Kamis, 13 Desember 2007

MENCARI KEKAYAAN YANG MEMBAWA BERKAH

Nabi Muhammad SAW bersabda, “Sesungguhnya harta adalah sesuatu yang hijau lagi manis. Barangsiapa mengambilnya dengan hak dan meletakkannya pada haknya, maka ia adalah sebaik-baik pertolongan. Dan barangsiapa yang mengambilnya tanpa hak, maka ia seperti orang yang makan, tetapi tidak pernah merasa kenyang.”
(HR. Bukhari Muslim)

Kata-kata bijak yang dikenal sebagai hadis Nabi Muhammad SAW ini menggambarkan bahwa mencari harta bukanlah sesuatu yang dilarang. Yang penting adalah cara memperoleh dan cara menggunakannya. Dalam hadis itu antara lain disebutkan “mengambilnya dengan hak dan meletakkan pada haknya”. Kata “hak” dalam konteks ini mengandung pengertian yang benar. Benar itu dapat berarti adil, tidak bohong, dan lurus hati.
Ungkapan hadis itu bisa menjadi panduan setiap orang agar dalam mencari harta kekayaan hendaknya tetap berpedoman pada norma yang berlaku seperti norma agama, sosial, maupun hukum.
Tujuan orang yang bekerja adalah imbalan uang.

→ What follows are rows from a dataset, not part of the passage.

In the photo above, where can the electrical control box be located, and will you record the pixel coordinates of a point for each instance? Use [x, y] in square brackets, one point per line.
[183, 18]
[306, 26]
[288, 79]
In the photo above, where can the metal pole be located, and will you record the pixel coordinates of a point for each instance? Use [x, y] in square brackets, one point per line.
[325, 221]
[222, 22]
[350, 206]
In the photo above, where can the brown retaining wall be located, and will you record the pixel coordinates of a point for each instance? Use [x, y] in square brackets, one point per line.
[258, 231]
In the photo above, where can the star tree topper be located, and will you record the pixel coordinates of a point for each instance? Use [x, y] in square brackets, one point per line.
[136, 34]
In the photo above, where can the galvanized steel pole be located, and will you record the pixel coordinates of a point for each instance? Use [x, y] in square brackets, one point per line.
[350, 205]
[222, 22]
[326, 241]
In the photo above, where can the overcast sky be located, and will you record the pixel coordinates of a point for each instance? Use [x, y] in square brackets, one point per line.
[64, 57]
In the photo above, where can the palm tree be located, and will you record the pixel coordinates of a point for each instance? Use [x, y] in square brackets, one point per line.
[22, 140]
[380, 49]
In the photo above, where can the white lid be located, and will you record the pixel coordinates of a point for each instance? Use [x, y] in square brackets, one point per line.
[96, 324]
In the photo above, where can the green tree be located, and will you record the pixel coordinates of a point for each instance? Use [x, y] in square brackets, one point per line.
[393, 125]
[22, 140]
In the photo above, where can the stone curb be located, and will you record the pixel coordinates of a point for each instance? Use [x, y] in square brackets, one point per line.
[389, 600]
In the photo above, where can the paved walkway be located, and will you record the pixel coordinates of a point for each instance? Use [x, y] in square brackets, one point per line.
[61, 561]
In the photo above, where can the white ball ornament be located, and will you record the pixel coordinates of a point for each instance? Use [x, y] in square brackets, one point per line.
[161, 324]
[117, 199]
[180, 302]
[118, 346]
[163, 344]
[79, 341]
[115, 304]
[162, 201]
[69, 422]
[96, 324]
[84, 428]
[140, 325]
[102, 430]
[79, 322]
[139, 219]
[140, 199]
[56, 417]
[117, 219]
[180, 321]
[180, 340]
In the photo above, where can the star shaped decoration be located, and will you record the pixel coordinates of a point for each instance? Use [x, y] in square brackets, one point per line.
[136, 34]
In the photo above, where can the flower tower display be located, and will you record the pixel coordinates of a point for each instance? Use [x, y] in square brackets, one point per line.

Tak ada seorang pun di dunia ini yang mau bekerja tanpa dibayar. Dengan uang seseorang bisa memiliki harta apa saja yang dibutuhkan dan diinginkan.
Wajarlah bila sebagian orang rela berangkat pagi-pagi, pulang malam, dengan harapan setiap akhir bulan menerima imbalan sejumlah uang. Uang bisa menjadi salah satu motivasi yang kuat bagi seseorang. Tak peduli hujan, tak peduli sakit, tak peduli kemacetan, seseorang harus bekerja untuk mendapatkan uang.
Dengan uang itu, kebutuhan hidup dapat dipenuhi, seperti kebutuhan makan, tempat tinggal, pakaian, pendidikan, kesehatan, dan lain lain. Uang bisa membuat segalanya menjadi mudah, walaupun uang bukanlah segala-galanya. Bukankah, tidak semua hal bisa dibeli dengan uang. Perasaan cinta, kebahagiaan, persaudaraan ataupun nilai-nilai yang lain adalah contoh yang tidak bisa dibeli dengan uang.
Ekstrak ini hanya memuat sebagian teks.